An appellate judge upheld an earlier Superior Court judge’s decision that Arthur Vinogradsky was no longer eligible to own a gun, reported NJ Radio 101.5.

According to NJ Radio 101.5, Vinogradsky’s wife obtained a restraining order in June 2013 against him and police seized his weapons as well as arrested him for having “high capacity magazines and hollow point bullets.”

However, his wife later dropped the complaint against him and he successfully participated in a pretrial intervention program, which enabled him to avoid a criminal conviction on the weapons charges.

However, the judge went forward with seizing his gun ownership rights from him, claiming that he assaulted his wife and committed a crime.

Additionally, the judge said in his opinion that while the Second Amendment guarantees the individual right to have a firearm for self-defense, the U.S. constitution does not supersede “states’ enforcement of their ‘longstanding prohibitions’ on firearm possession” and “like most rights, the right secured by the Second Amendment is not unlimited.”

This decision falls on the heels two other bizarre cases involving New Jersey judges denying gun permits.

One judge rejected gun permit to a man earlier this month, because of his “atrocious” 15 year driving record.

Judge Joseph Rea rejected Rahman Keith Idlett’s gun permit application saying that granting a carry permit “was against the interest of the public health, safety and welfare.”

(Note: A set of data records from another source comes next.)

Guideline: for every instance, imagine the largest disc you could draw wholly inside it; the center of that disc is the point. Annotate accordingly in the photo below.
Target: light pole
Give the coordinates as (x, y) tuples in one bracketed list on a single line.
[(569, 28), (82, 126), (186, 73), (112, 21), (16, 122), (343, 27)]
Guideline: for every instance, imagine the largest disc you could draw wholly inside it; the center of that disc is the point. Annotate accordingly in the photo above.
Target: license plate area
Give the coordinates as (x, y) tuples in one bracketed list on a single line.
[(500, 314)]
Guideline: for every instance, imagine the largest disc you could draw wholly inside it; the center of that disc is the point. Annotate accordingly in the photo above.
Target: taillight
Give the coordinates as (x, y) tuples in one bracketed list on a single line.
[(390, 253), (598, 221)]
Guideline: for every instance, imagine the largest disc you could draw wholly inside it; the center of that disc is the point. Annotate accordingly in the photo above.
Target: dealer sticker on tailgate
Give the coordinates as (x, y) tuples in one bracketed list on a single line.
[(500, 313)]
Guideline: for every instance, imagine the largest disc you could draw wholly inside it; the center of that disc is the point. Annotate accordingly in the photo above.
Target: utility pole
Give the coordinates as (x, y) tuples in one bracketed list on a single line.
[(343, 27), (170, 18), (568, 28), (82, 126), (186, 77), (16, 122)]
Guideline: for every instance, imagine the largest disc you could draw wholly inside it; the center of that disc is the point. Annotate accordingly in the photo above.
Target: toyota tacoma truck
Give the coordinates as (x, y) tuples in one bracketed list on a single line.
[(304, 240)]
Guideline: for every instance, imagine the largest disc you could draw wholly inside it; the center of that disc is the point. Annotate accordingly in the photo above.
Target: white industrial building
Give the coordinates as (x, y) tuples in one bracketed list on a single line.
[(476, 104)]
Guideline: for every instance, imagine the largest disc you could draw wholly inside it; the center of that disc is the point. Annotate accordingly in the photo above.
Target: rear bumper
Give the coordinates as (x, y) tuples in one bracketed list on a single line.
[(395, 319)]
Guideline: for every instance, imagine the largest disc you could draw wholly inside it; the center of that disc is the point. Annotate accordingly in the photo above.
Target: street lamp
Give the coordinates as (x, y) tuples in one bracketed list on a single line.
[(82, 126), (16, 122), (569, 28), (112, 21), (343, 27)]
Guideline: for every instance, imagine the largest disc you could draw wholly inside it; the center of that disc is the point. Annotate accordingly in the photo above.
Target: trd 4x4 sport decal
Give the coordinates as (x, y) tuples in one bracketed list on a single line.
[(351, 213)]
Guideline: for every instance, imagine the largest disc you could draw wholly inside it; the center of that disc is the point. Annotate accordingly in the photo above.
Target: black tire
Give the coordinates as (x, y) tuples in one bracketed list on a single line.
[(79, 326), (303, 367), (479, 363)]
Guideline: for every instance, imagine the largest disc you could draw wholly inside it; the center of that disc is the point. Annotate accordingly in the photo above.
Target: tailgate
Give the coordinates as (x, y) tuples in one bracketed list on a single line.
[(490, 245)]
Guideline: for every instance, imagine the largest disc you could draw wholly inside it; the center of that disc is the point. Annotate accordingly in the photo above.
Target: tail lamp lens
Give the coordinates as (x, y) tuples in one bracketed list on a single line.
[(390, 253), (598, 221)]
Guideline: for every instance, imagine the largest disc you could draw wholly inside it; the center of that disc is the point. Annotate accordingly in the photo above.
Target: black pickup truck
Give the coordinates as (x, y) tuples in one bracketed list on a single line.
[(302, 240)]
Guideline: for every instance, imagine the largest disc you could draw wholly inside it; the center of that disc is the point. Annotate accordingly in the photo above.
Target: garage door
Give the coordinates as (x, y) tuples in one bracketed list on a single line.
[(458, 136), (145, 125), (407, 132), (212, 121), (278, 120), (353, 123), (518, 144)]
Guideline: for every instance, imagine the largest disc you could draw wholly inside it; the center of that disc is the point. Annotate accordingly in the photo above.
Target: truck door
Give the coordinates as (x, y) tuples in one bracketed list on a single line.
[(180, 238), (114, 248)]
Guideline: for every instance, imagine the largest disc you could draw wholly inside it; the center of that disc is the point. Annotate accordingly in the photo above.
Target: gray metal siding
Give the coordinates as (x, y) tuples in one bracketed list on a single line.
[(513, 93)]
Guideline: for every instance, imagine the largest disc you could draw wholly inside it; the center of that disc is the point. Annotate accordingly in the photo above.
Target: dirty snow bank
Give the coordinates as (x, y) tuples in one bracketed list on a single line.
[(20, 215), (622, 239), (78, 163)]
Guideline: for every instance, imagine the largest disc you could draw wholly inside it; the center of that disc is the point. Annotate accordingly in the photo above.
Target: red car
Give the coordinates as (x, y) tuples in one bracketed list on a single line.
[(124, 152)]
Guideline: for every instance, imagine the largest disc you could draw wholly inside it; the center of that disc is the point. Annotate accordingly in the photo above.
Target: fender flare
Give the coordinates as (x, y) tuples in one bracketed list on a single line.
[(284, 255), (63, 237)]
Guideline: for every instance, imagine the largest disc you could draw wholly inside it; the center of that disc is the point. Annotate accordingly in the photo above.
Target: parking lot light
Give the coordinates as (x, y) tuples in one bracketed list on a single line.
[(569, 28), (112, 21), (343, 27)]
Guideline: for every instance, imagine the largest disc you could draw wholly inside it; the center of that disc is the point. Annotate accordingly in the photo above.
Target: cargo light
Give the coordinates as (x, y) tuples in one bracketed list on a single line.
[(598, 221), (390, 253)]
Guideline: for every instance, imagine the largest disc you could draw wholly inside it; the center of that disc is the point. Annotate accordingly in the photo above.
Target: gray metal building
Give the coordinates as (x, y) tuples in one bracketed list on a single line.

“Having a driving record this atrocious consistently, over a long period of time, says a lot about a person and their respect for the law and their ability to comport themselves appropriately within legal boundaries,” Rea said in his opinion.

Another man, NJ Radio reported, was rejected a carry permit by a judge last week because he could not show “justifiable need” to have one — even though the man is a U.S. Army soldier who works at a military base that has been under the threat of terrorist attacks.